The same pipeline is exposed as MCP tools (submit_job, get_job, revert) so n8n, Claude Code or Escriba can enqueue without hand-writing HTTP:

Terminal window
python -m app.mcp_server # requires fastmcp

The MCP server’s role ceiling is set by MCP_ROLE (it does not trust a role claimed by the caller).

Paste a proxy in any formathost:port, host:port:user:pass, user:pass@host:port or a full URL — and Fisherboy normalizes it (socks5 supported). The Test button (or POST /api/proxy/test) routes a request through it and returns your exit IP + country + latency, with an actionable hint if it can’t connect. Configure a pool with PROXIES, choose rotation with PROXY_ROTATION (round_robin / random / sticky), and tune PROXY_COOLDOWN_S and PROXY_ATTEMPTS. A job can override the pool with its own proxy.

Use pages behind a login or a region without a browser extension. Paste cookies as Netscape cookies.txt, JSON or name=value pairs, or read them straight from your local browser (Chrome / Firefox / Edge / Brave).
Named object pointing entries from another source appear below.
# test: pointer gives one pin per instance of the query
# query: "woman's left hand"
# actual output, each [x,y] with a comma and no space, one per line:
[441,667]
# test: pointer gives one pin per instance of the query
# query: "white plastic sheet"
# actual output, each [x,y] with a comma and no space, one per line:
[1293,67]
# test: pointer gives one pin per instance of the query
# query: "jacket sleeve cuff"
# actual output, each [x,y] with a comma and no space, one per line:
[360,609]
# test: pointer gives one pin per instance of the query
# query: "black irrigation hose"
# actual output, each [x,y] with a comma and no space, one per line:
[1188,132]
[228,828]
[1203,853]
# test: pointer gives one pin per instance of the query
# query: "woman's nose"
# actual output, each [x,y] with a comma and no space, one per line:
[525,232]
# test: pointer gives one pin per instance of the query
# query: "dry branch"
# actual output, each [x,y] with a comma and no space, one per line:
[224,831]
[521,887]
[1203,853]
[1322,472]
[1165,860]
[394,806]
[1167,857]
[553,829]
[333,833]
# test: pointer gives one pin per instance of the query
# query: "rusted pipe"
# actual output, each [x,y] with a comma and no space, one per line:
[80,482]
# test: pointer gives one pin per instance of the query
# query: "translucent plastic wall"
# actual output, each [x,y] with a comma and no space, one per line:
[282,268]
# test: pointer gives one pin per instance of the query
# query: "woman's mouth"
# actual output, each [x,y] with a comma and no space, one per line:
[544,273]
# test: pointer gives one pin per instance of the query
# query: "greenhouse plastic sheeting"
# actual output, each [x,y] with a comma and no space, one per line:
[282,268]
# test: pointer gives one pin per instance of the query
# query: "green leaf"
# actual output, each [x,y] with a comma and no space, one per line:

Browser-cookie reading is standalone only and vetoed in sidekick mode.

The default anti-CAPTCHA strategy is prevention by escalation (CAPTCHA_SOLVER=none): the fetch gate detects a CAPTCHA and steps up a tier. Optionally, an external API solver can be configured with CAPTCHA_SOLVER=external, CAPTCHA_SOLVER_URL and CAPTCHA_SOLVER_KEY (gated by role).

Set paginate on a job to sweep multi-page listings. Fisherboy handles common schemes — ASP.NET postbacks, “next” links and ?page= query patterns. The total is bounded by max_pages and the hard CRAWL_MAX_PAGES cap.

For tiers 2 and 3, tune the headless browser with BROWSER_HEADLESS, BROWSER_SETTLE_S (wait after load), BROWSER_SCROLL (trigger lazy-load), BROWSER_LOCALE and BROWSER_USER_AGENT.

  • Spider — follow internal links into a tree (with section scoping) up to crawl_depth, optionally combined with pagination.
  • Tarantula — the deep mode: it walks each node and captures both its content and its hidden API into a single data tree. Tarantula is gated to high roles and vetoed in sidekick mode.

Multi-page crawling respects robots.txt when RESPECT_ROBOTS=1.

Fisherboy is fail-closed and hardened: anti-SSRF (DNS resolved; private/loopback/link-local/ cloud-metadata ranges blocked, re-validated on every redirect hop and every browser request, including the proxy override), per-job secret scrubbing (proxy creds, captcha key, cookies never appear in the envelope or webhook), role gating on REST and MCP, rate-limiting (MAX_JOBS_PER_MIN), hard page and byte caps (CRAWL_MAX_PAGES, JOB_MAX_TOTAL_BYTES), and a non-root container. Review the production checklist before exposing it — never set ALLOW_PRIVATE_TARGETS=1 or FISHERBOY_OPEN_GOD=1 in production.

Postgres + pgvector persistence is optional (DATABASE_URL, plus EMBEDDINGS_ENABLED for a vector store); without it the system runs on Redis alone and degrades gracefully. A Prometheus + Loki + Grafana stack is available via docker-compose.observability.yml.